Start the characters at d4 or d6 only in Focus and they will be powerful but very much with low capability. That skill can then improve and build up as the characters advance. Encourage the players to put ‘requires activation‘ on passive powers and even things like invulnerability or flight become unreliable with low skill levels.
 


Dannyalcatraz

Schmoderator
Staff member
Supporter
but with an eye toward increasing their control of their powers, with the actual power level remaining pretty flat.
On this aspect, many supers systems have mechanisms to model “lack of control”:

Naked “Activation Rolls”- unique to each power- are one common one. You gain control by improving your odds of success with that roll. Sometimes, activation rolls might be skills based, and certain skills may cover a variety of powers. A character who can alter matter at an atomic level might have to make an “Alchemy”/“Science”/whatever roll to get the result they want.
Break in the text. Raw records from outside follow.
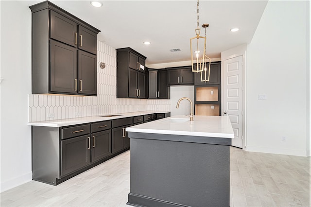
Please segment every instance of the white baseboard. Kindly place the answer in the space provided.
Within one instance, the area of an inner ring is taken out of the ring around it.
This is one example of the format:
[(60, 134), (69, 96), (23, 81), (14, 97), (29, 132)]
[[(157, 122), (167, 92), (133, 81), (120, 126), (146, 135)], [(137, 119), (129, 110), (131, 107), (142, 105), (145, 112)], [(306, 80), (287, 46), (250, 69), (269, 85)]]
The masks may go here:
[(4, 192), (14, 187), (31, 181), (32, 179), (33, 172), (31, 172), (29, 173), (15, 177), (10, 180), (3, 182), (1, 181), (0, 184), (0, 192)]
[[(258, 153), (272, 153), (274, 154), (287, 155), (295, 156), (310, 156), (310, 152), (306, 151), (296, 150), (291, 149), (269, 148), (267, 147), (251, 147), (247, 146), (246, 151)], [(308, 155), (309, 154), (309, 155)]]

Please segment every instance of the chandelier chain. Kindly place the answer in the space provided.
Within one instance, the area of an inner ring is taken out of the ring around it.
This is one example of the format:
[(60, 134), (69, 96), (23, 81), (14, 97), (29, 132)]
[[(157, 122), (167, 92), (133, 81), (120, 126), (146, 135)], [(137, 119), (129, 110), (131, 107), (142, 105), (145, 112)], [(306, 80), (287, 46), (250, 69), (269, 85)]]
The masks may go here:
[(197, 5), (197, 10), (196, 12), (197, 13), (197, 16), (196, 16), (196, 19), (198, 20), (198, 21), (196, 23), (196, 26), (198, 27), (198, 29), (199, 29), (199, 0), (198, 0), (198, 2), (196, 4)]

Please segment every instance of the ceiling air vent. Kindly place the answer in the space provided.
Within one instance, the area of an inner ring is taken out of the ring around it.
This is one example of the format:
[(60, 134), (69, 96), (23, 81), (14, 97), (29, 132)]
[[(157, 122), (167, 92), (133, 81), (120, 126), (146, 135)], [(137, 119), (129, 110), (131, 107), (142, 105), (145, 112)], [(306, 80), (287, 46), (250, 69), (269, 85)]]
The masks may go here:
[(170, 51), (172, 52), (175, 52), (181, 51), (181, 50), (179, 48), (175, 48), (174, 49), (170, 49)]

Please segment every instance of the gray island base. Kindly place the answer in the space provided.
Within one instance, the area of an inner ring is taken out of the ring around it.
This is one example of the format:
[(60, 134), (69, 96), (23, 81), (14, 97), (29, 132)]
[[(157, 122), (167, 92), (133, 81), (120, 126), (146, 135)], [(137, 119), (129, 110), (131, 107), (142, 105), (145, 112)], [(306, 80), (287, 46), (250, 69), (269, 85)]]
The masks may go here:
[(230, 206), (231, 138), (140, 132), (129, 132), (129, 137), (131, 187), (127, 204)]

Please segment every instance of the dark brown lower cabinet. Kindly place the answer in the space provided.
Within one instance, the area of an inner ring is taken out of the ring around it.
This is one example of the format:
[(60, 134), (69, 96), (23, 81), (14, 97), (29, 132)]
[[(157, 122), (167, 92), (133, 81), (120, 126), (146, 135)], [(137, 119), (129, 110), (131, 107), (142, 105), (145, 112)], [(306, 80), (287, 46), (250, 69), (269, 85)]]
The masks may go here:
[(130, 146), (130, 138), (125, 128), (132, 125), (129, 124), (112, 129), (112, 153)]
[(92, 162), (111, 155), (111, 130), (92, 134)]
[(62, 141), (61, 175), (66, 175), (89, 164), (90, 139), (89, 135)]

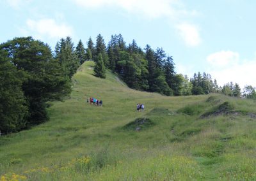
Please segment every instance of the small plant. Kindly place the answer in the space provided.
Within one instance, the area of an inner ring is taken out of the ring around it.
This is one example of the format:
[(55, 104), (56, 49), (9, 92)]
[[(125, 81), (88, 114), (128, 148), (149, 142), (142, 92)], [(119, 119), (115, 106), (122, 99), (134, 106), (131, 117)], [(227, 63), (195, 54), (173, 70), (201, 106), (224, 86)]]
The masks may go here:
[(10, 161), (11, 164), (19, 164), (22, 162), (21, 159), (12, 159)]

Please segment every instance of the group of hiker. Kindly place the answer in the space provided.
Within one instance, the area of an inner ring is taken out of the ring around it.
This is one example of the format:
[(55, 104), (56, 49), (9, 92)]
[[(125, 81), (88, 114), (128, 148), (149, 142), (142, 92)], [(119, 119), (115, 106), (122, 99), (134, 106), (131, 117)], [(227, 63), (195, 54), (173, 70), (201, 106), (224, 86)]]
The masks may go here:
[(138, 103), (137, 104), (137, 112), (144, 112), (144, 105)]
[(95, 105), (97, 106), (102, 106), (103, 102), (102, 100), (99, 101), (99, 99), (95, 98), (87, 98), (87, 103), (90, 103), (90, 105)]
[[(99, 101), (99, 99), (95, 98), (87, 98), (87, 103), (90, 103), (90, 105), (95, 105), (97, 106), (102, 106), (103, 102), (102, 100)], [(145, 106), (143, 104), (137, 103), (136, 110), (138, 112), (144, 112)]]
Side Effects that trigger when a power is used. This could be ANY and EVERY time the power is used, or only when there’s some kind of mishap with the power (like a failed activation roll). Increased control of a power with side effects could be reflected in reduced severity or frequency of the side effect, or both.

Attack powers might have to be targeted just like mundane attacks. A relatively uncontrollable power might be extremely difficult to use with any accuracy.
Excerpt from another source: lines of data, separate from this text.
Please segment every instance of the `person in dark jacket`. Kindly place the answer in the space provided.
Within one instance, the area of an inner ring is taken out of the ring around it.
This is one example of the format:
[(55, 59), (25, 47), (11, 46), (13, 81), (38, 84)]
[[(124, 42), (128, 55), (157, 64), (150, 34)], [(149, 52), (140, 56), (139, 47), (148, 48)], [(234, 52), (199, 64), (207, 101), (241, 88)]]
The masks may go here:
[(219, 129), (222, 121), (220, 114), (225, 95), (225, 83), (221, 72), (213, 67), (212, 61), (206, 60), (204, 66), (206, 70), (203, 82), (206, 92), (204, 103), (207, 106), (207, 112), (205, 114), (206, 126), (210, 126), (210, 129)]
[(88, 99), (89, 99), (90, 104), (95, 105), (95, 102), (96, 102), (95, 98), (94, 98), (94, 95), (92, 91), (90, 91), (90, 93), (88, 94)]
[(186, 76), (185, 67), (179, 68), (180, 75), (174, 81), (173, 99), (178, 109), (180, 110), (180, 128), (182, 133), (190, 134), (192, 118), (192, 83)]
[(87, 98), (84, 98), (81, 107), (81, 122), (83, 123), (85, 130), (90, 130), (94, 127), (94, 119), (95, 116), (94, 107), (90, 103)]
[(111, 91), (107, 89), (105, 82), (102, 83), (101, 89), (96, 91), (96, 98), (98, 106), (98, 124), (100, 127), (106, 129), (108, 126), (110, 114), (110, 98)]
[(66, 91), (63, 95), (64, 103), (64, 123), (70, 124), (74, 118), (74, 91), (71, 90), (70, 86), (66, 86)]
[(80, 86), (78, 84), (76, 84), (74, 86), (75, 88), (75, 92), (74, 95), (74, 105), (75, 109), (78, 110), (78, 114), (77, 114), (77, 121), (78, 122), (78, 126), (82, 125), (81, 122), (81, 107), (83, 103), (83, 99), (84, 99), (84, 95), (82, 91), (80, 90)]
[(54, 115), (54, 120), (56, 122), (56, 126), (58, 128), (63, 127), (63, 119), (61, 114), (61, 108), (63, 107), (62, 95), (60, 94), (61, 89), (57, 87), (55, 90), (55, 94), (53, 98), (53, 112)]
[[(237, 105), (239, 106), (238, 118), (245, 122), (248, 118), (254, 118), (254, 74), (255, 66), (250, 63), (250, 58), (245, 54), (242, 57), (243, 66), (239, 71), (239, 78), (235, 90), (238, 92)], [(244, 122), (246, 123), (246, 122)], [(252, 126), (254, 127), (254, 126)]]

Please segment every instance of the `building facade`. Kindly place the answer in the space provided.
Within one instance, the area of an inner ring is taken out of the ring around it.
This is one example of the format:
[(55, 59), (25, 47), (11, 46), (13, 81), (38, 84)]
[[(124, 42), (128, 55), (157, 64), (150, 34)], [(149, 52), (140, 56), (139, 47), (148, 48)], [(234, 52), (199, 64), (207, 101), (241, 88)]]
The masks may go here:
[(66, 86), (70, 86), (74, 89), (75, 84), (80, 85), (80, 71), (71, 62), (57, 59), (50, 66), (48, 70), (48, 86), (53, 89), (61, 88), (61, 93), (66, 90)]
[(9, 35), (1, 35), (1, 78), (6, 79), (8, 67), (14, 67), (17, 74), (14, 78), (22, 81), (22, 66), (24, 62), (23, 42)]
A character might not be able to manifest the ability at a consistent & reliable power level. Imagine having uncontrolled super strength that might usually manifest as merely doubling but occasionally being an exponential increase…or vice versa.
 

Reynard

Legend
On this aspect, many supers systems have mechanisms to model “lack of control”:

Naked “Activation Rolls”- unique to each power- are one common one. You gain control by improving your odds of success with that roll. Sometimes, activation rolls might be skills based, and certain skills may cover a variety of powers. A character who can alter matter at an atomic level might have to make an “Alchemy”/“Science”/whatever roll to get the result they want.

Side Effects that trigger when a power is used. This could be ANY and EVERY time the power is used, or only when there’s some kind of mishap with the power (like a failed activation roll). Increased control of a power with side effects could be reflected in reduced severity or frequency of the side effect, or both.

Attack powers might have to be targeted just like mundane attacks. A relatively uncontrollable power might be extremely difficult to use with any accuracy.

A character might not be able to manifest the ability at a consistent & reliable power level. Imagine having uncontrolled super strength that might usually manifest as merely doubling but occasionally being an exponential increase…or vice versa.
All ofvthis I'd true and are tools I would employ, which is why I put Hero and M&M at the top of the list. SWADE might get a bump given some oversights I had made, but I am curious if there are any other games that embrace these elements in a mechanically satisfying way so as to give a real sense of progression without a constant power increase.
 

Reynard

Legend
Just working on a pitch here, because I really like writing campaign pitches:

In a fantasy world similar to our earth in the early modern (aka medieval) age, the Blessed and Cursed are those infused with power. While some are hailed as heroes and others are considered pariahs, none are able to live quiet, anonymous once they have been touched. But even though such beings are known, something new happens with your characters: naïve villagers from the hinterlands are suddenly infused with unprecedented levels of power and very little control over it. Now forces good and evil, manipulative and helpful, mystical and mundane all seek to control your heroes even as you must learn to master your powers before something terribly dark and powerful finds you.

I have kind of narrowed it down between M&M3E and SWADE Supers at this point, both systems I know well and both are about as good as the other on Fantasy Grounds (my preferred VTT). Now I just have to figure out which system will serve the intent of play better.